Convergence of Multi-Agent Learning with a Finite Step Size in General-Sum Games
This work addresses convergence issues in multi-agent systems for applications like game theory and robotics, representing an incremental improvement over existing gradient-based methods.
The paper tackles the challenge of multi-agent learning convergence in non-stationary environments by introducing GA-SPP, a gradient-based algorithm that uses shrinking policy prediction, and shows it achieves Nash convergence in broader settings than prior methods without requiring an infinitesimal learning rate.
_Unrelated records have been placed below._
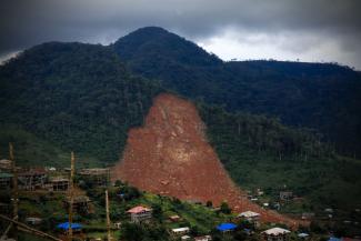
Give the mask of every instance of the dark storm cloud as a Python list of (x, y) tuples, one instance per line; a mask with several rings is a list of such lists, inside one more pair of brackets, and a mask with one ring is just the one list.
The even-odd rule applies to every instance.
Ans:
[[(360, 9), (359, 0), (3, 0), (0, 56), (51, 40), (109, 43), (144, 26), (160, 26), (193, 40), (227, 29), (244, 34), (309, 34), (319, 38), (313, 42), (300, 38), (285, 48), (299, 52), (332, 40), (360, 56)], [(361, 67), (360, 59), (352, 61)]]

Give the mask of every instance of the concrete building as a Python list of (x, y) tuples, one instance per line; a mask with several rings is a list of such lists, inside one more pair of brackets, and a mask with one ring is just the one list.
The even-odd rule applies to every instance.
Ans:
[(267, 241), (284, 241), (289, 239), (291, 231), (282, 228), (272, 228), (262, 232), (263, 239)]
[(130, 214), (130, 220), (132, 222), (143, 222), (148, 221), (152, 218), (152, 209), (137, 205), (130, 210), (127, 211), (127, 213)]

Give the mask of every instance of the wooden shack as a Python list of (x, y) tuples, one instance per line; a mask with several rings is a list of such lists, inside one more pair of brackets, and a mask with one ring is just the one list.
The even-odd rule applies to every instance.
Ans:
[(97, 187), (107, 187), (110, 180), (109, 168), (82, 169), (78, 174), (86, 183), (92, 183)]
[[(87, 195), (76, 195), (72, 202), (72, 209), (78, 213), (89, 213), (90, 212), (91, 200)], [(70, 198), (66, 199), (67, 208), (70, 205)]]
[(67, 191), (69, 188), (69, 179), (62, 177), (56, 177), (50, 179), (48, 190), (49, 191)]
[(0, 172), (0, 189), (10, 190), (11, 189), (12, 174), (7, 172)]
[(47, 172), (43, 169), (21, 170), (18, 173), (19, 189), (33, 191), (43, 189), (47, 182)]

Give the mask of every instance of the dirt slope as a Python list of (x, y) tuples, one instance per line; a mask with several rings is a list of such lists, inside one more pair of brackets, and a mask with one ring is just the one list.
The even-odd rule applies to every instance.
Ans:
[(211, 200), (214, 205), (227, 201), (234, 211), (252, 210), (264, 221), (294, 224), (244, 198), (207, 142), (204, 128), (191, 102), (172, 94), (158, 96), (144, 127), (130, 130), (112, 178), (182, 200)]

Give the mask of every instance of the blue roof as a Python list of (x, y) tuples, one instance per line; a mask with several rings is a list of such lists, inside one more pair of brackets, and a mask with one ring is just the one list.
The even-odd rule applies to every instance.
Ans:
[[(68, 230), (69, 229), (69, 222), (63, 222), (57, 225), (58, 229)], [(71, 229), (81, 229), (82, 225), (80, 223), (71, 223)]]
[(219, 224), (218, 227), (217, 227), (217, 229), (219, 230), (219, 231), (229, 231), (229, 230), (233, 230), (233, 229), (235, 229), (237, 228), (237, 225), (234, 224), (234, 223), (228, 223), (228, 222), (225, 222), (225, 223), (221, 223), (221, 224)]
[(305, 232), (301, 232), (301, 233), (299, 233), (299, 234), (298, 234), (298, 237), (300, 237), (300, 238), (308, 238), (308, 237), (309, 237), (309, 234), (308, 234), (308, 233), (305, 233)]
[(329, 241), (341, 241), (342, 239), (339, 239), (339, 238), (334, 238), (334, 237), (331, 237), (330, 239), (329, 239)]

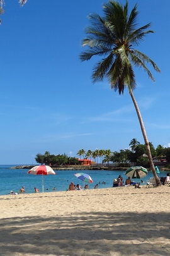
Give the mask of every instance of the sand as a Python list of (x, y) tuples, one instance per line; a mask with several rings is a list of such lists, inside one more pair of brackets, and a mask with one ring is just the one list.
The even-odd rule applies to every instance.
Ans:
[(0, 196), (1, 256), (169, 255), (170, 186)]

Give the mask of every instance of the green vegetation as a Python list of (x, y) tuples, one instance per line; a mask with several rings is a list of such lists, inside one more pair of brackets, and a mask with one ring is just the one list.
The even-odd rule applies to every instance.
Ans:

Learning in a multi-agent system is challenging because agents are simultaneously learning and the environment is not stationary, undermining convergence guarantees. To address this challenge, this paper presents a new gradient-based learning algorithm, called Gradient Ascent with Shrinking Policy Prediction (GA-SPP), which augments the basic gradient ascent approach with the concept of shrinking policy prediction. The key idea behind this algorithm is that an agent adjusts its strategy in response to the forecasted strategy of the other agent, instead of its current one. GA-SPP is shown formally to have Nash convergence in larger settings than existing gradient-based multi-agent learning methods. Furthermore, unlike existing gradient-based methods, GA-SPP's theoretical guarantees do not assume the learning rate to be infinitesimal.